O sistema será bidirecional: se um doente sentir uma dor ou tiver uma questão, pode ligar para aquela linha telefónica, que o pode esclarecer ou colocar em contacto com o seu médico; ao mesmo tempo, se a central de controlo detetar alguma anomalia nos dados do paciente, poderá contactá-lo quer telefonicamente quer através de uma notificação no telemóvel, alertando-o para alguma medida que deve ser tomada.

360 mil portugueses sofrem de insuficiência cardíaca

Um sistema assim pretende reduzir o tempo de internamento dos doentes crónicos e colocá-los no controlo do seu próprio estado de saúde. O Heart Center “vai diminuir muito a necessidade de tempo de estadia nos cuidados agudos e fazer com que não sejam precisas tantas camas para cuidados agudos”, explicou o diretor clínico do hospital. Segundo o cardiologista Vasco Gama Ribeiro, também presente na apresentação, o doente passa a “fazer parte do seu próprio tratamento e estará sempre e permanentemente acompanhado pela equipa médica”.

O hospital não vai entrar no negócio de venda dos dispositivos individuais, mas poderá aconselhar os doentes a utilizar determinado wearable e até a facilitar a aquisição dos dispositivos por parte do paciente, segundo explicaram os responsáveis. “Um telemóvel é um instrumento fantástico de comunicação”, frisou Manuel Pedro Magalhães, sublinhando que o facto de o doente ver os seus próprios dados consciencializa-o da sua situação.

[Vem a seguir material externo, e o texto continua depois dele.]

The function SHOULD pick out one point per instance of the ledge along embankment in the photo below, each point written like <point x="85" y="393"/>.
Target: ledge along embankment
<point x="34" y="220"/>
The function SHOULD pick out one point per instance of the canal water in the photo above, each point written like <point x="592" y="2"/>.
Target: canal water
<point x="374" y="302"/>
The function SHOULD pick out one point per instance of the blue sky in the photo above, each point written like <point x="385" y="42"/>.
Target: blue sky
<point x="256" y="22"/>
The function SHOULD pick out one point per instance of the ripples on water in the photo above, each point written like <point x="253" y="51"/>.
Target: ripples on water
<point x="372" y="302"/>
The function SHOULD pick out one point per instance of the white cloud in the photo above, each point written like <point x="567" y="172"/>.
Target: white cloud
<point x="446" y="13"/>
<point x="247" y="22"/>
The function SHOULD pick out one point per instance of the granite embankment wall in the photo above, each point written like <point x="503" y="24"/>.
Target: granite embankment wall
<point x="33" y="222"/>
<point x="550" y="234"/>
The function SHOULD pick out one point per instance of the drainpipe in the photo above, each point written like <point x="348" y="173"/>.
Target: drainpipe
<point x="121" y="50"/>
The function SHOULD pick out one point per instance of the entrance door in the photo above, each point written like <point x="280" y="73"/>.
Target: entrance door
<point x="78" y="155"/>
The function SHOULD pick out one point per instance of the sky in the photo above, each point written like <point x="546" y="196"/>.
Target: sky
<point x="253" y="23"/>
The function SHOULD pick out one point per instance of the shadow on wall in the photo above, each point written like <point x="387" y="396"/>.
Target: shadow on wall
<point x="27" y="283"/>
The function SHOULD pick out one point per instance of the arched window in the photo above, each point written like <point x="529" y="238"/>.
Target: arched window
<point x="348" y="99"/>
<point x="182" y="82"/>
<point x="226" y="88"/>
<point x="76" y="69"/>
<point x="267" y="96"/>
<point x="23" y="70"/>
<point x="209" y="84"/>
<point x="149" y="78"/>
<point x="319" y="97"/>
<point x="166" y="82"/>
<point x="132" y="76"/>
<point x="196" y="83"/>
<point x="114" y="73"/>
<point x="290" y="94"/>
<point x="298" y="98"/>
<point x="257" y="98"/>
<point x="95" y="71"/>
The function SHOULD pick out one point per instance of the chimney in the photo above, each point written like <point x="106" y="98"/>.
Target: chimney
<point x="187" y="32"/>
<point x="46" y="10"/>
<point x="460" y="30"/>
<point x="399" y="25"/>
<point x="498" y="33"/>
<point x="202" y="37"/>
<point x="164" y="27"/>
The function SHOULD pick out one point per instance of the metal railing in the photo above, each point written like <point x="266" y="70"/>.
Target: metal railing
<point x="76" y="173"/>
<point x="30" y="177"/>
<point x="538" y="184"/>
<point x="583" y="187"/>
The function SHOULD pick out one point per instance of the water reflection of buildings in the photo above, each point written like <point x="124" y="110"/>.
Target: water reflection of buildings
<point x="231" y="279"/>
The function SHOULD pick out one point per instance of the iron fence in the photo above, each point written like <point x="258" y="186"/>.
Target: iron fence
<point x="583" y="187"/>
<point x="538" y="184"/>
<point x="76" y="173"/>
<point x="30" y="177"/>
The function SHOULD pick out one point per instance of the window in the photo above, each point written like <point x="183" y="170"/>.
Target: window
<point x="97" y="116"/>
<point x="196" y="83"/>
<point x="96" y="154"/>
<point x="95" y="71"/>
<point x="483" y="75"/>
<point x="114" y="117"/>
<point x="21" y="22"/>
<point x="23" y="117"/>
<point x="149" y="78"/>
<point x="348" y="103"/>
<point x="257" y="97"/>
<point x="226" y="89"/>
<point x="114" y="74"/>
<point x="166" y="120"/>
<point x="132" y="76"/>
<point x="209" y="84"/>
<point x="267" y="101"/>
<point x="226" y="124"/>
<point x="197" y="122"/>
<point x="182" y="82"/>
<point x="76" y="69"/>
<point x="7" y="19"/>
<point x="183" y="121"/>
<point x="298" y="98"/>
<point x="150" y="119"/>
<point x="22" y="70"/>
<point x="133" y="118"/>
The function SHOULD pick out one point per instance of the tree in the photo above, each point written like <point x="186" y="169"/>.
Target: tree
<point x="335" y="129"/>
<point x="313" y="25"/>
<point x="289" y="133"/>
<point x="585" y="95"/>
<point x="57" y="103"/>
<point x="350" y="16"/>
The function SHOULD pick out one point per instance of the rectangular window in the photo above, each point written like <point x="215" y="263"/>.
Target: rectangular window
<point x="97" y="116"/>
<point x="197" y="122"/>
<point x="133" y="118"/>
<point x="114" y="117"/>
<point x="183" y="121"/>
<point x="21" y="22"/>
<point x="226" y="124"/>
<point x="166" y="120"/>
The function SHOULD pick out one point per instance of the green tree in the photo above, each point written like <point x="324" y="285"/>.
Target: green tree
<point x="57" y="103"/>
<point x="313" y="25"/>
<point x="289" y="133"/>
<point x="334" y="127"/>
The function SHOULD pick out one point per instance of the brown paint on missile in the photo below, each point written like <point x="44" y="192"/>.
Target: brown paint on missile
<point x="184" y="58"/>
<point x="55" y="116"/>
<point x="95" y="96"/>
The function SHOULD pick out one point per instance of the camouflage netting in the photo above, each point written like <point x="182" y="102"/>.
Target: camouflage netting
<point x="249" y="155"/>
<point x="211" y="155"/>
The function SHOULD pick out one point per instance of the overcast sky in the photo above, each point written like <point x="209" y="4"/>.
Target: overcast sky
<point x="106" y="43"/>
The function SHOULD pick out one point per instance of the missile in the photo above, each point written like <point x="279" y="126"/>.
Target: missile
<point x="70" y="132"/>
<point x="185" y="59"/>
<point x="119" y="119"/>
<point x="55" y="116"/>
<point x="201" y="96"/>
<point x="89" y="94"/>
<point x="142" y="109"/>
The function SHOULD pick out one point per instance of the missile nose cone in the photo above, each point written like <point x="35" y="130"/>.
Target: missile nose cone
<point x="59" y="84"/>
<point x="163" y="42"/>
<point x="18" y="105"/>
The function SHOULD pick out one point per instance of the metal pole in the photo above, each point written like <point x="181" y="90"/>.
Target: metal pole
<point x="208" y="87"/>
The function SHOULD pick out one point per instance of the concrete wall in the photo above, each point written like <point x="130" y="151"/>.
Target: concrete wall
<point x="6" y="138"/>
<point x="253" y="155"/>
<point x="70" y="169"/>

Estima-se que em Portugal haja cerca de 360 mil doentes com insuficiência cardíaca, um problema que afeta entre 1 e 2% da população mundial, informou Teresa Magalhães, presidente da comissão executiva do hospital, sublinhando que é uma das principais causas de morte em Portugal. “30% das mortes em Portugal são por doenças do coração”, afirmou a responsável, tendo o cardiologista Vasco Gama Ribeiro acrescentado que “em 50% dos doentes com doença cardíaca, a primeira manifestação da doença é a morte súbita” e sublinhado a necessidade de prevenção. Só na área da Grande Lisboa, principal área da ação daquele hospital, estima-se que haja 165 mil pessoas com doenças cardiovasculares.